Except, the bionic plan was not as faultless as the body of Ryan’s rebuilt character. The show was cancelled after one season. She could feel disgruntled. She could be protective. She’s neither. When the woman who brought her into the show was released from the project early on, she says, “I knew that it wasn’t likely to run. It happens, you sign up for a project and it becomes something different. I had real fun. I loved doing all the martial arts. She was a brilliant role. The disappointment is that it never fully realised its potential. That’s the thing that is a shame, but it happens.”

Listening to Ryan speak, it feels like she believes everything she has done, the ups and the downs, have brought her to where she is now, about to lead a show into the West End, a successful British movie Cockneys vs.
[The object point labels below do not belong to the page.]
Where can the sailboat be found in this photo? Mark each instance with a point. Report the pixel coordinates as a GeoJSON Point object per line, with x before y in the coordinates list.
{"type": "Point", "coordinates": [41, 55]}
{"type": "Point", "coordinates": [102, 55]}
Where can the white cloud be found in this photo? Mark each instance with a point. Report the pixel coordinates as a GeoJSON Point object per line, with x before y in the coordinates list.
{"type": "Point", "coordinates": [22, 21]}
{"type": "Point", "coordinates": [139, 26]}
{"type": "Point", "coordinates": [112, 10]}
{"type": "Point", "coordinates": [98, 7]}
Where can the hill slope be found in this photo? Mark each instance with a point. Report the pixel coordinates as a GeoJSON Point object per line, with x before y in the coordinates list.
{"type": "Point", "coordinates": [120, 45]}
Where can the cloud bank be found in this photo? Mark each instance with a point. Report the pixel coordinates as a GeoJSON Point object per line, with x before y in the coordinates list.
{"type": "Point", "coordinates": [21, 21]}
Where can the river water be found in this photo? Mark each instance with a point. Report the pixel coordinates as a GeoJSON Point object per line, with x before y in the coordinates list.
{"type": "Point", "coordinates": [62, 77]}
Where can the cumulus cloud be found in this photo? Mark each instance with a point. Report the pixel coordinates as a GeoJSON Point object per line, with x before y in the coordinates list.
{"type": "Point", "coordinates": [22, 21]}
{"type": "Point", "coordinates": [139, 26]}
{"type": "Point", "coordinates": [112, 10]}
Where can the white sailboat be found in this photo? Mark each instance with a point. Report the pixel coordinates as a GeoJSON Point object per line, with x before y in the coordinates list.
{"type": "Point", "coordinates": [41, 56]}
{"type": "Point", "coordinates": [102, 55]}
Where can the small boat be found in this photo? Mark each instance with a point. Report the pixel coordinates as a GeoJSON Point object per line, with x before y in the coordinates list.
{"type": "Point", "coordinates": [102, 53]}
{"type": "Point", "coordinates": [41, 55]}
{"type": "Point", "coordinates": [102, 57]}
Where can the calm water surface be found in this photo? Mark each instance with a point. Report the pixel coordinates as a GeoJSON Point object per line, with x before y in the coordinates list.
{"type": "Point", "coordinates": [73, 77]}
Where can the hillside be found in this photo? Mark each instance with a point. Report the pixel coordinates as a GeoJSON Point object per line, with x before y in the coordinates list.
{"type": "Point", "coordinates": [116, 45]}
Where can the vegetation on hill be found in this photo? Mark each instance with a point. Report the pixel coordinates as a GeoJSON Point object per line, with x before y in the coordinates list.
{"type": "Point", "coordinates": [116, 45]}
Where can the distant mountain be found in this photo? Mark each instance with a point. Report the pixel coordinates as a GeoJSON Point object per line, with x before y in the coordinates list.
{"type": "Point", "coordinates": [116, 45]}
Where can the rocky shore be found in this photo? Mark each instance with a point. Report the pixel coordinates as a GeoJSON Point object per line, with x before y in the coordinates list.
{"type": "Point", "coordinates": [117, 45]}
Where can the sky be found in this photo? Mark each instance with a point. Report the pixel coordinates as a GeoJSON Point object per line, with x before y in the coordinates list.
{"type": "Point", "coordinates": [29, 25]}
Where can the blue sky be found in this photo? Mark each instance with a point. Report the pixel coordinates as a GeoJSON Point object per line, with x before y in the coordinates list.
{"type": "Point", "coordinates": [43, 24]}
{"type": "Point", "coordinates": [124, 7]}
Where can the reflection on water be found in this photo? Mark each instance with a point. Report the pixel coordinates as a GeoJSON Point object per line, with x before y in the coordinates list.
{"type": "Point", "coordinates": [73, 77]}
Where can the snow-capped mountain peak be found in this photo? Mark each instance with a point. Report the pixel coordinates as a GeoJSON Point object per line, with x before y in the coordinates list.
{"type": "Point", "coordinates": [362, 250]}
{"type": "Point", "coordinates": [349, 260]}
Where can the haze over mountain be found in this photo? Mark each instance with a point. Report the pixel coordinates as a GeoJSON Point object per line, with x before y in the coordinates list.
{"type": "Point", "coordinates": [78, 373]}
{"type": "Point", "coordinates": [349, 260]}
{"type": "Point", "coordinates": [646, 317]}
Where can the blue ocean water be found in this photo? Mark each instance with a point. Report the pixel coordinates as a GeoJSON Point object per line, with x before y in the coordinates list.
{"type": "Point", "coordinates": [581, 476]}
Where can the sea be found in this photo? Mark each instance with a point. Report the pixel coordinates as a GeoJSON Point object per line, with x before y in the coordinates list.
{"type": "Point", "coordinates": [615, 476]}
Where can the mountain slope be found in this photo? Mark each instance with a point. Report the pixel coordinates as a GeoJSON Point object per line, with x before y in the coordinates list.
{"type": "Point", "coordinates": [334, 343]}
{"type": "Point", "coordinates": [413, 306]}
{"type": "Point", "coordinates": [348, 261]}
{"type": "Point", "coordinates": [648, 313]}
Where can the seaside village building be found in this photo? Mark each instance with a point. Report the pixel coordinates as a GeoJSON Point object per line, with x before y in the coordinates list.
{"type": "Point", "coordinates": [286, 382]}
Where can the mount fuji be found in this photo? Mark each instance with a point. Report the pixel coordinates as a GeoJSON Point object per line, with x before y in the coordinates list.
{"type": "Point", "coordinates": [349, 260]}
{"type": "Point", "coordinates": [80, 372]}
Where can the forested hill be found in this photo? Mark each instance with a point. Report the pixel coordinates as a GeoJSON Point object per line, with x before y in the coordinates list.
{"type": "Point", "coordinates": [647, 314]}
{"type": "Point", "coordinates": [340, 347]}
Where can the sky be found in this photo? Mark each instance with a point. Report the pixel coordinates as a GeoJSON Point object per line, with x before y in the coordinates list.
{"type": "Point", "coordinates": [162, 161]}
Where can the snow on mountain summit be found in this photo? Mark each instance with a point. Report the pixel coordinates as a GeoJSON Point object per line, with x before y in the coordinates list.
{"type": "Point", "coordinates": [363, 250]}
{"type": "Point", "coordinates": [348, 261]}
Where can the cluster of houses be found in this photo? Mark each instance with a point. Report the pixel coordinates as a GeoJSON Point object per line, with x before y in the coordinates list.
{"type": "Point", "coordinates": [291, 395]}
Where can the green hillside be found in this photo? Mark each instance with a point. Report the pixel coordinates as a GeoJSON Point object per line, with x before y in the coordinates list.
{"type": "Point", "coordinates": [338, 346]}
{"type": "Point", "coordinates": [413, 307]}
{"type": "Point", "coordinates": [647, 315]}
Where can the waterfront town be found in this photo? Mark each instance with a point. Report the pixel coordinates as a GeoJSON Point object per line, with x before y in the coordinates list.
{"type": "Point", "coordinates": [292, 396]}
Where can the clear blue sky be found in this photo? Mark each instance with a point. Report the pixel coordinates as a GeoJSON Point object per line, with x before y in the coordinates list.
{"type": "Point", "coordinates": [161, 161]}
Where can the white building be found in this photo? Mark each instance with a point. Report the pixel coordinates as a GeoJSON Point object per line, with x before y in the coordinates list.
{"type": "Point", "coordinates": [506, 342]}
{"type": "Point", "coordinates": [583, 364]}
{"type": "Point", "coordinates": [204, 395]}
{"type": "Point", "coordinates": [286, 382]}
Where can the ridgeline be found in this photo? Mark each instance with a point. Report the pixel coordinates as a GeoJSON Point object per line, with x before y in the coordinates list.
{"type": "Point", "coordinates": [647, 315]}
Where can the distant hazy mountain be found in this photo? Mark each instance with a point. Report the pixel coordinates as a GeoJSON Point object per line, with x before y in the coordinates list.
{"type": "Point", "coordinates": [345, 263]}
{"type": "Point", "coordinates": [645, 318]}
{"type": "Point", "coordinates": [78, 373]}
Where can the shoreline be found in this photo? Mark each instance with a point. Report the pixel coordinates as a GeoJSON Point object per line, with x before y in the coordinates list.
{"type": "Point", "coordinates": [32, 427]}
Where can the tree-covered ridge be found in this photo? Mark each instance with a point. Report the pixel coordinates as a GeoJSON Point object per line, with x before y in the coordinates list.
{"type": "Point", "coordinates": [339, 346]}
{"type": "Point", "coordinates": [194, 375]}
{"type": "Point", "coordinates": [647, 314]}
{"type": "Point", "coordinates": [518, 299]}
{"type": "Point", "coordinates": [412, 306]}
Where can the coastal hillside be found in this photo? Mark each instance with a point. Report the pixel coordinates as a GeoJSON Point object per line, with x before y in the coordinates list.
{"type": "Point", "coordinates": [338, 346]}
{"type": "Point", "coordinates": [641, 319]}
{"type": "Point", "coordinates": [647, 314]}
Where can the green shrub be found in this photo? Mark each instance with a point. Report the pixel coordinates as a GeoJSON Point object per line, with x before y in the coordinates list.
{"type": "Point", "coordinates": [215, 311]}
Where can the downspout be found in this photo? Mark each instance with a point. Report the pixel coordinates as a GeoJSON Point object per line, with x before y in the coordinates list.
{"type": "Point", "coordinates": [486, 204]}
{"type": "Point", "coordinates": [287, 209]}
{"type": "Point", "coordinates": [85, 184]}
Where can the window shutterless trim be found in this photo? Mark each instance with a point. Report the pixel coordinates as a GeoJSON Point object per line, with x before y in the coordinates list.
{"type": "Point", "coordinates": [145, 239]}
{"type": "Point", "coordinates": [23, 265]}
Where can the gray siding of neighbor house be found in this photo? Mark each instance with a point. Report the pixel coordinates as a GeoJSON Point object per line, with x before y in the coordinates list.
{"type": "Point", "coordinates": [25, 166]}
Zombies just opened, a DVD – The Man Inside – due out later this autumn. “I’m 28 now,” she says, maturity weighing in her voice. “It feels like now is the prime time, before I have children or any distractions, to give my all to Sally.”

 “I feel like this is the beginning of a new chapter,” she contniues. “I think that’s probably why it feels like I have boundless energy. An older girlfriend of mine said 28 is the year when as a woman things start shifting. I do feel that all of the projects that are happening, that have come out or that I’m working on at the moment, they just feel right. I’m not promoting anything where I feel I can’t be honest about what it was like working on it.”

However well Ryan is received when the press file into the Savoy, I wouldn’t expect the actress to be a constant presence in the West End, not because she wouldn’t be welcome or she doesn’t have the talent – if what I’ve heard from within the industry rings true, she’ll surprise a few people who might already have written her off as another soap star trying to go legit – but because, despite the maturity of her arguments, there is still a wealth of youthful eagerness to learn and explore everything and anything she can. Fellow cast member Harriet Thorpe might be teaching Ryan how to take a bow without running off apologetically – “she says by the Savoy she’ll have me ready” – but, Ryan says, despite moving from Walford to Vancouver via trips into alternate realities, “there’s such a huge world out there; I haven’t even begun to scratch the surface”.

“I think it’s going to be pretty emotional,” she says of her West End debut. I hope it lives up to all she dreamed it will be. I’m sure it will. I’m also sure she’ll take it in her stride, bionic or not. She’ll probably make Norris’ day.